Few trends got more attention in tech last year than artificial intelligence. In 2018, organizations made big investments—out of fear, mostly—according to a NewVantage Partners survey. Of the 92% of Fortune 1000 that increased their AI investments, another 92% reports they did it in order to achieve the agility required to prevent being outmaneuvered by competitors.
Adding fuel to the AI/ML fire, in a recent 451 Research Survey, of the 40% of survey respondents who either had machine learning (ML) in production or in a proof-of-concept stage, 92% have a positive opinion regarding the performance of their ML projects. However, cooling off this fire a little bit, Matt Aslet of 451 Research also noted during a webinar on February 28th of 2019 that:
A great deal of attention has been paid to catering to the first three processes involved in AI and machine learning: data collection, structuring and modeling. The last step, ensuring models are effectively operationalized, has been somewhat neglected. And yet placing machine learning models into production and ensuring they remain effective is critical to successful data science.
The challenge with AI and ML is that once you find a great algorithm, you still need to build data pipelines that will deliver the data on a regular and reliable basis so those algorithms can be used to drive automated decision making.
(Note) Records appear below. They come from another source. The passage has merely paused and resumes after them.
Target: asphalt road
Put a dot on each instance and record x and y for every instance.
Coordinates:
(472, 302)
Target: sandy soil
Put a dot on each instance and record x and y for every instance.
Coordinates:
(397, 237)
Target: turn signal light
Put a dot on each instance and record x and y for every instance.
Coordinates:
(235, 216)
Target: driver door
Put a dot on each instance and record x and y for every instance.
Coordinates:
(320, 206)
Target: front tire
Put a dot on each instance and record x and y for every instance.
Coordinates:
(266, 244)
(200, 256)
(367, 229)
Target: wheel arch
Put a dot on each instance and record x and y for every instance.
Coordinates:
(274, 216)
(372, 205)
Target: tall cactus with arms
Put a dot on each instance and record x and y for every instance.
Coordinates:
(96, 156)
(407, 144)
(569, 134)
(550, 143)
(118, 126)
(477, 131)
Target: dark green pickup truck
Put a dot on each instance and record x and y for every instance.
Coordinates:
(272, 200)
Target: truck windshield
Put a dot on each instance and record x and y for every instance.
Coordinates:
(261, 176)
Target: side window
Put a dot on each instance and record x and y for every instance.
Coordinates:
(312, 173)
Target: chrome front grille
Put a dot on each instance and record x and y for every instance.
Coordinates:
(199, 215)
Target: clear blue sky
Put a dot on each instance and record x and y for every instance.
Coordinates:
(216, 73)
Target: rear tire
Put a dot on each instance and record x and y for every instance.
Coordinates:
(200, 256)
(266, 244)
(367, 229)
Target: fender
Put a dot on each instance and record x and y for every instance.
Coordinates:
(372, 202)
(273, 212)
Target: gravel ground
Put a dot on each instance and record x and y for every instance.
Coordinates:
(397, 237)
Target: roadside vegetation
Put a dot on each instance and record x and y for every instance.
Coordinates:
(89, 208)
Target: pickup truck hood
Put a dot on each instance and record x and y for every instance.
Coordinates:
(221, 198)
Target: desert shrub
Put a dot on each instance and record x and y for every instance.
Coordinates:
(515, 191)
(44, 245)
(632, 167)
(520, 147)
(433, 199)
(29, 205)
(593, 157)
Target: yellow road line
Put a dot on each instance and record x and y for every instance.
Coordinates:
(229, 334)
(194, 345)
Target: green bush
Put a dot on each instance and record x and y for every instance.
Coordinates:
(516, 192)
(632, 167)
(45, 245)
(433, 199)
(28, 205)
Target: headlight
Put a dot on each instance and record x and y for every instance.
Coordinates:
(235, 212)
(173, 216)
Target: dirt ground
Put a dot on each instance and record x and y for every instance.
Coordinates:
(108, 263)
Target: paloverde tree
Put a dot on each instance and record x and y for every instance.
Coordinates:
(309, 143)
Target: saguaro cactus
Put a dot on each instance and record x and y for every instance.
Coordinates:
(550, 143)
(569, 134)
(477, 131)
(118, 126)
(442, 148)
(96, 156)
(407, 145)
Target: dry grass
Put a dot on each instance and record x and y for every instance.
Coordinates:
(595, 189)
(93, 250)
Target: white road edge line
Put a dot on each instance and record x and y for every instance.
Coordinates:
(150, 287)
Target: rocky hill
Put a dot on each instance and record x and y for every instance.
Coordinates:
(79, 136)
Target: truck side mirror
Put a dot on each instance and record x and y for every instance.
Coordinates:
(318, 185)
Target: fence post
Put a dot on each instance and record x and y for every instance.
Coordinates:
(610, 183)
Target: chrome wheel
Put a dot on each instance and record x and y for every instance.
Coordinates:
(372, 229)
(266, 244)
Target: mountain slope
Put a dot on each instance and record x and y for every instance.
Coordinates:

And while some claim that data scientists can build their own data pipelines, the reality is that building data pipelines is a data engineering task that most data scientists don’t actually know how to do, nor do they want to learn. Data engineering is not the same as data science and requires a different set of skills that is not focused on inventing new analytics, but focused on creating a repetitive and bullet proof data processes.
This is much like confusing designing a new car with the building of the manufacturing line for the car. You can hand craft an automobile, and car manufacturers do this when they create car prototypes. But you can’t build a scalable business around making handcrafted cars one at at time. You have to then create a manufacturing line that can churn out automobiles that are high quality on a regular basis. But the car designers don’t create the manufacturing line and vice versa. The same is true for data.
The critical point is that if you don’t or can’t build scalable reliable data pipelines to deliver data to you AI/ML engine, then you may have an interesting algorithm, but you can’t use it to run your business. And if you can’t use it to run you business, AI without the data, might just as well be “A”.